High inflation makes sardines over-priced for most consumers in Turkey
Sardine, once a food of the low-income earners in Turkey, has become unaffordable for most households as its price hit 150 Turkish liras, or about $8.75, per kg, according to a report by Duvar.
While summer months in Turkey are a period of opportunity for small fishermen who do not have to compete with fishing vessels longer than 12 m between 15 April and 1 September due to a seasonal fishing ban, they now face difficulty selling their catch because of the high price and the fall in the purchasing power of consumers.
Current prices in Europe is an indication that the increase in the price of Turkish sardine is not related only to the ongoing currency crisis that has one of its greatest impact on energy costs, namely the price of gas used by fishing boats.
According to European Price Report published by the Food and Agriculture Organization (FAO) of the United Nations, the wholesale price of fresh sardine was $1.47 per kg in the Italian market, $1.35 to $2.42 depending on size in the Spanish market, 2.84 in the French market in May 2022, despite a significant inflation suffered in all three markets.

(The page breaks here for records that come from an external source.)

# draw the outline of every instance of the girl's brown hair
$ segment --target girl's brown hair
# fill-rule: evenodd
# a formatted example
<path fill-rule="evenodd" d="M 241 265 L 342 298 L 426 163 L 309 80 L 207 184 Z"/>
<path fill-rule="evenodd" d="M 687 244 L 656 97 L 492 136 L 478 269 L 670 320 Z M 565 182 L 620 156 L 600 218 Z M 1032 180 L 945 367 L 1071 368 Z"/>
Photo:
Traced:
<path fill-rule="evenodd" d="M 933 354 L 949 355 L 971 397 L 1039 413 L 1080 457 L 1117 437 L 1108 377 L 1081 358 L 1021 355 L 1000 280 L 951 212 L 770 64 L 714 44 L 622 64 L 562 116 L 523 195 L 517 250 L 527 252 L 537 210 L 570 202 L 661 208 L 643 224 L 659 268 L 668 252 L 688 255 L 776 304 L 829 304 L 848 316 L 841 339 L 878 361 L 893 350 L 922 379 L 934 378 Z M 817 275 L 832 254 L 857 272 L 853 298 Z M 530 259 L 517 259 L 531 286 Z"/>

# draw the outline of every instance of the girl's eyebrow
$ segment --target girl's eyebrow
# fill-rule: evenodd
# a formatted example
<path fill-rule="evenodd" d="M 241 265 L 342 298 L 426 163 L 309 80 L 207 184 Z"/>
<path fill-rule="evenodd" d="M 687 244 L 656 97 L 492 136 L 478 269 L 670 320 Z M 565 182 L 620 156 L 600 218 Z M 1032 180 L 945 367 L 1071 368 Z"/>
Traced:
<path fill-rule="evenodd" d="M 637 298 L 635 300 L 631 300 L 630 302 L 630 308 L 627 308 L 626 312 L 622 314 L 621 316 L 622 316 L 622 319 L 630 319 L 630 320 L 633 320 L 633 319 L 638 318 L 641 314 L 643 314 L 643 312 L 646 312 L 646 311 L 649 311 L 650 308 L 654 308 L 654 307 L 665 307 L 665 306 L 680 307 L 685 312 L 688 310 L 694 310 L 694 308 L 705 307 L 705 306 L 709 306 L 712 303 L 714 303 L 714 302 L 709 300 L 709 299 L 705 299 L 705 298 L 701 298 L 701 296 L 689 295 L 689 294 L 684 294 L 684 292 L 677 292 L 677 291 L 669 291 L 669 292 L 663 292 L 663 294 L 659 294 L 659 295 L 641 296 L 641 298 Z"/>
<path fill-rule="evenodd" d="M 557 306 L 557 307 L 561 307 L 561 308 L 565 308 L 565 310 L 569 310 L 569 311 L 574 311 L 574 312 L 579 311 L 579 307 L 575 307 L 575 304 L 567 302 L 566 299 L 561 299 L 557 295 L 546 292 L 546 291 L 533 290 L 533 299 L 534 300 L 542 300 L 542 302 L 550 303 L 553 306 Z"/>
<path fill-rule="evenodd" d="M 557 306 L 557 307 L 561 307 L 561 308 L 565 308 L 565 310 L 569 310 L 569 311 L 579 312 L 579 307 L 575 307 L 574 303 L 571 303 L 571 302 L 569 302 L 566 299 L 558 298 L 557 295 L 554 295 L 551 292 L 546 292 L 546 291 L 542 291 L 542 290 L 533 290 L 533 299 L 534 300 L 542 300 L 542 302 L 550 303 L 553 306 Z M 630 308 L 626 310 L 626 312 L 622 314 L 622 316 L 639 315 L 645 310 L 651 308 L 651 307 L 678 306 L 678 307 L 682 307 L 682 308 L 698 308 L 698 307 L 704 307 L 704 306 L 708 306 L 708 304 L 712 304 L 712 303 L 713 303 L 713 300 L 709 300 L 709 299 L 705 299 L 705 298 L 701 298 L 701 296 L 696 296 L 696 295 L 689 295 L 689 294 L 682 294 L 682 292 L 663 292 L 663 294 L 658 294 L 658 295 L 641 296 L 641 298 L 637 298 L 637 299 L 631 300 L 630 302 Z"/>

A fisherman working at the wholesale fish market in Turkey's western city of Çanakkale told Duvar that while consumers earlier used to buy several kilos of sardine, some now bought it by the piece.
Yoldaş Kartal said:
"They usually buy four or six sardines per person. A family of four is likely to buy 16. Considering that we are in the middle of the fishing season right now, I don't think the prices will go down much."
Another fisherman, Kemal Dinçer sounded more optimistic. He said that the prices could be expected to fall down to 50 TL (about $2.9) in the following months.